Free up some GMail storage space

GMail is great and I have been an admirer of the free service since first signing up as an early adopter way back in 2007. I haven't touched Outlook since and have found the whole idea of messages and attachments available anywhere so much better than having them downloaded and access restricted to one or two devices.

Over all the years, though, the volume had built up and, whilst well short of the free 17GB storage Google provide I had noticed that GMail was taking up a good 9GB or so and decided to whittle that down a bit.

First step is to back up messages. That's easier said than done. I used Upsafe which is free and, eventually, seems to have stored them all somewhere on my hard drive should I really need to dig out something from the past. That took a while because there simply have been so many messages and the software seems to have taken several goes at it too. Despite declaring that it 'failed' I can see what appears to be all the messages stored and have read a few at random just to make sure. I have written to Upsafe to enquire what the failed message is all about but haven't heard from them yet. That may be another story. For now, though, I was happy that important messages were still available.

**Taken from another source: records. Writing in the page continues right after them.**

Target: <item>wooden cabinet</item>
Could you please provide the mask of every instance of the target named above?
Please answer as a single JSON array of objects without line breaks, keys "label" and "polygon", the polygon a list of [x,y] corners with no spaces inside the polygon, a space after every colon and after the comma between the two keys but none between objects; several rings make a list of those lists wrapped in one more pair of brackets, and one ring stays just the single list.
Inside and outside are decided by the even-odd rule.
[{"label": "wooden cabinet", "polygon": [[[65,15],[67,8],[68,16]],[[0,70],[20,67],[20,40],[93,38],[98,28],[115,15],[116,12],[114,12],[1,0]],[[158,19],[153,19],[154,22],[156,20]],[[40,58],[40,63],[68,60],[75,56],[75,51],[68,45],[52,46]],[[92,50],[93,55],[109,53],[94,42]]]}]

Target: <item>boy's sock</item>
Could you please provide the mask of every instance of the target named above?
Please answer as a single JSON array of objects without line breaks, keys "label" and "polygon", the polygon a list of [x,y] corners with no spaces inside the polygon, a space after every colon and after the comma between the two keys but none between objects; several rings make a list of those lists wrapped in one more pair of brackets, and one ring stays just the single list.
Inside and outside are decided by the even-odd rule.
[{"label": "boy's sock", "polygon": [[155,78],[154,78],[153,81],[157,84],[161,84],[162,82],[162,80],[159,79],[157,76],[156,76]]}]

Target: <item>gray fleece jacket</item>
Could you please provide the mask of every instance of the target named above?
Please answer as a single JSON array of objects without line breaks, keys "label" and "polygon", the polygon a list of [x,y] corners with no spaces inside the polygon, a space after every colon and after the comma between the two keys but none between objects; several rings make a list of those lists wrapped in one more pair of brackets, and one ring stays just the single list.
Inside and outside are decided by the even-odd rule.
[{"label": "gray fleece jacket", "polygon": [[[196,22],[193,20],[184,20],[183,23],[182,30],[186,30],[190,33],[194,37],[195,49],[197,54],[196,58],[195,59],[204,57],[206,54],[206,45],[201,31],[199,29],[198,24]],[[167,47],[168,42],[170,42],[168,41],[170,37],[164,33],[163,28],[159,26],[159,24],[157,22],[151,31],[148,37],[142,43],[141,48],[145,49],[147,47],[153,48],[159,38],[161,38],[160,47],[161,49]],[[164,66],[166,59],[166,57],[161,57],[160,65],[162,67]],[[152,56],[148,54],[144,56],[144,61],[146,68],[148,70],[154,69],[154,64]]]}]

So on to the next stage. Let's delete some messages, tens of thousands of them to be more precise!

If you're happy to delete absolutely everything in a folder then there is a quick option. If you select all on the first page of a folder then Google will put up a message asking if you want to delete the lot. So it may be worthwhile using that - it will save a lot of time as some folders of mine had over 5000 messages. I wanted to keep the first few pages so didn't use that option but I could have made my life easier by changing the label (folder) for the first few pages and then doing the delete all thing for those that remained after moving those I wanted to keep.

That delete, though, isn't enough. they are still there and still counting towards your storage space. You have to delete them forever as Google dramatically puts it. To do that, go to the Bin (also called Trash confusingly) and select the whole lot (using the first page then all of them method described above) and hit Delete forever. It can take a while if there are a few thousand to be removed. That will make a difference, at last.

It didn't do as much as I had expected, though. The culprit may have been the Sent messages folder which had another 8000 messages, many conversations being those that had been deleted in their own folders but, confusingly, remaining, apparently, with the replies I'd made. So most of those got deleted forever as well.



After a good hour or three doing this I managed to get my Storage for GMail down to a bit more than 4GB, a decent reduction but I still cannot figure out what is occupying that 4GB of data from the much reduced messages remaining, mostly just comparatively recent ones. I shall have to investigate that further.



I notice that All mail shows over 70000 messages! Surely I don't have to trawl through that too?

What I am getting at here, as well as indicating how you need to go about freeing up space as things stand, is how Google could help us all a great deal but making their Manage Storage much more helpful. At the moment the link merely shows us a pretty pie chart and some notes on what takes up storage. That's Viewing Storage not Managing Storage! What I'd like is a way to select messages older than n years in folder X, m years in Y and maybe all in Z and delete those forever in one go. With a nice instant display of the effect on storage too. Indeed, that effect could be presented as we select various elements of our GMail and allow us to make sensible choices where one particular folder could account for the majority of space usage and save us having to plough through years of messages with less impact on space use.

Another helpful tool would be to extract attachments from messages. As it is the attachments that are the real culprits in occupying that valuable space and we may well have already kept copies of those we particularly want to save locally, a simple way to delete them would be nice. The Digital Inspiration man has made an attachment finder that works as a script in Google Sheets but that is a bit clunky and I find it keeps failing and, whilst helpfully identifying a few big attachments, you still have to go looking around for them and deleting them one by one which is a real drag.